Oil futures: Crude rallies on OPEC+ deal hopes, Kazakhstan output slumps

28 Nov 2023

Quantum Commodity Intelligence – Brent crude oil futures rallied strongly late-afternoon in London as sentiment moved towards an agreement in time for Thursday's OPEC+ meeting, while a sharp reduction in Kazakhstan's exports provided a further lift. 

Front-month Jan24 ICE Brent futures were trading at $81.74/b (1945 GMT Tuesday), compared to Monday's settle of $79.98/b, while the more-liquid Feb24 contract was around $0.20/b below the front month. 

At the same time, Jan24 NYMEX WTI was trading $76.48/b versus Monday's settle of $74.86/b.

Latest reports indicate that OPEC kingpin Saudi Arabia is pushing other coalition members to accept extended cuts in a bid to shore up prices in the face of uncertain oil demand and economic growth for the new year.

But several members, including Nigeria, Angola and the UAE, are said to be reluctant to commit to long-term reductions, and in the case of the West African nations accepting lower baseline rates that will cap future expansion plans.

Despite the disagreements, most analysts believe that OPEC+ will get some form of deal over the line, with the alternative for producers a potential catastrophic price retreat.

"The group has always found a way to get an agreement over the line before, even if that means the biggest producers taking on more of the additional commitments so it's probably safe to say something similar will be achieved this week," said Craig Erlam, analyst at brokerage Oanda.

"But the question is how far they'll push it, given the recent trend in oil prices and increasing concerns around global growth next year," added Erlam.

However, some analysts said the OPEC+ meeting could be pushed into next week to finalise details, although Nigeria was said to be nearing a compromise deal Tuesday. 

Prices were also lifted Tuesday on reports Kazakhstan’s output from its largest oil fields is down around 56% because of the storm as output is throttled due to a lack of storage capacity, with production from the Kashagan, Karachaganak, and Tengiz fields at 102,000 mt per day.

Market share

The group is also faced with growing non-OPEC+ production, particularly from the Americas, which has also raised concerns for OPEC+ that further cuts risks giving up long-term market share.
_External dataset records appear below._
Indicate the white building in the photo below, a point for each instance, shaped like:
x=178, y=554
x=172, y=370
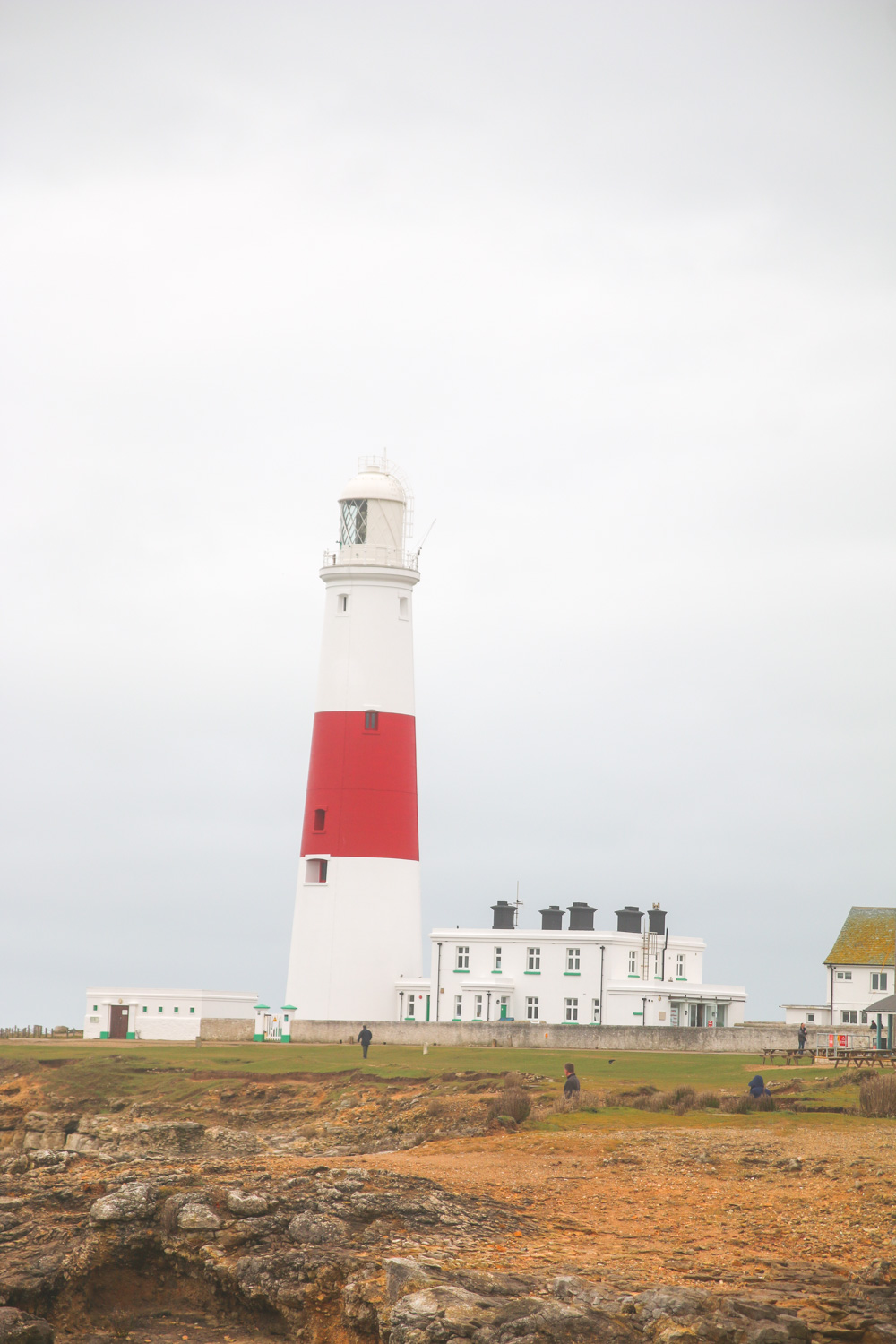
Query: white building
x=358, y=906
x=858, y=972
x=125, y=1013
x=635, y=975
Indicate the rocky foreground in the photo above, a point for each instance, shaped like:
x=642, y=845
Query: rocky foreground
x=118, y=1225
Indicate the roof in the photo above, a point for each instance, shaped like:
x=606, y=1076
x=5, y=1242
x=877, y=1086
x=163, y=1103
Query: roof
x=866, y=938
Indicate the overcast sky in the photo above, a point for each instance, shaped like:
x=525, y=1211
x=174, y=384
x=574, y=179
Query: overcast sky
x=614, y=284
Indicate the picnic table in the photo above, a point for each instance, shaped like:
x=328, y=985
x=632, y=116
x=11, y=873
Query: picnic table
x=864, y=1058
x=788, y=1055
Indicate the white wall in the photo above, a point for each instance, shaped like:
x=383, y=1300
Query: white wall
x=163, y=1013
x=354, y=935
x=367, y=652
x=554, y=983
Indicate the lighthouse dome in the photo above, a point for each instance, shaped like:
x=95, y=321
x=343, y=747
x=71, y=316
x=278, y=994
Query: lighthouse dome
x=373, y=518
x=374, y=486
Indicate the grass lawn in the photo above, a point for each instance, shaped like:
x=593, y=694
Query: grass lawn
x=134, y=1070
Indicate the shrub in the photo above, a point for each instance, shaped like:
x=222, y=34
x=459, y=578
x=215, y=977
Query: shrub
x=512, y=1102
x=877, y=1096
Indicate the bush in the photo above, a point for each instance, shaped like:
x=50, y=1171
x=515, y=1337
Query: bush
x=877, y=1096
x=512, y=1102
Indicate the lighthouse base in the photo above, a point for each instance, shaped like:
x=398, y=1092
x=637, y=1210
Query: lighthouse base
x=354, y=935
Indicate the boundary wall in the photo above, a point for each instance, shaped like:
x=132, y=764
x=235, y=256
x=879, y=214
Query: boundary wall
x=532, y=1035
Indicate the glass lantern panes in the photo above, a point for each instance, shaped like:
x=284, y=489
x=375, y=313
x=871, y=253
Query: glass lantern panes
x=354, y=523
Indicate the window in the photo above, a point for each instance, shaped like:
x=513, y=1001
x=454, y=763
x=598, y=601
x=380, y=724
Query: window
x=352, y=523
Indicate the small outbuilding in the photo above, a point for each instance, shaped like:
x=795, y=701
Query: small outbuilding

According to figures from the latest IEA monthly report, record output from the US, Brazil and Guyana underpin this year’s 1.7 million bpd in global oil supplies, while non-OPEC supply continues to lead growth of around 1.6 million bpd next year to a record 103.4 million bpd.

On the economic front, new home sales dipped 5.6% in October, offsetting September's 8.6% increase. But despite October's dip, new home sales largely have remained resilient compared to the broader housing market slump.

"In contrast to the recent weakness in resales, more favorable supply dynamics continue to nudge prospective buyers toward new construction," said Wells Fargo in its latest investor note.

Meanwhile, Federal Reserve Governor Christopher Waller, said he is increasingly confident in the Fed’s policies to bring inflation back under control, but there was no hint of cutting rates anytime soon.

“While I am encouraged by the early signs of moderating economic activity in the fourth quarter based on the data in hand, inflation is still too high, and it is too early to say whether the slowing we are seeing will be sustained,” he said in a prepared speech.

“But I am increasingly confident that policy is currently well positioned to slow the economy and get inflation back to 2 percent. That said, there is still significant uncertainty about the pace of future activity, and so I cannot say for sure whether the FOMC has done enough to achieve price stability.”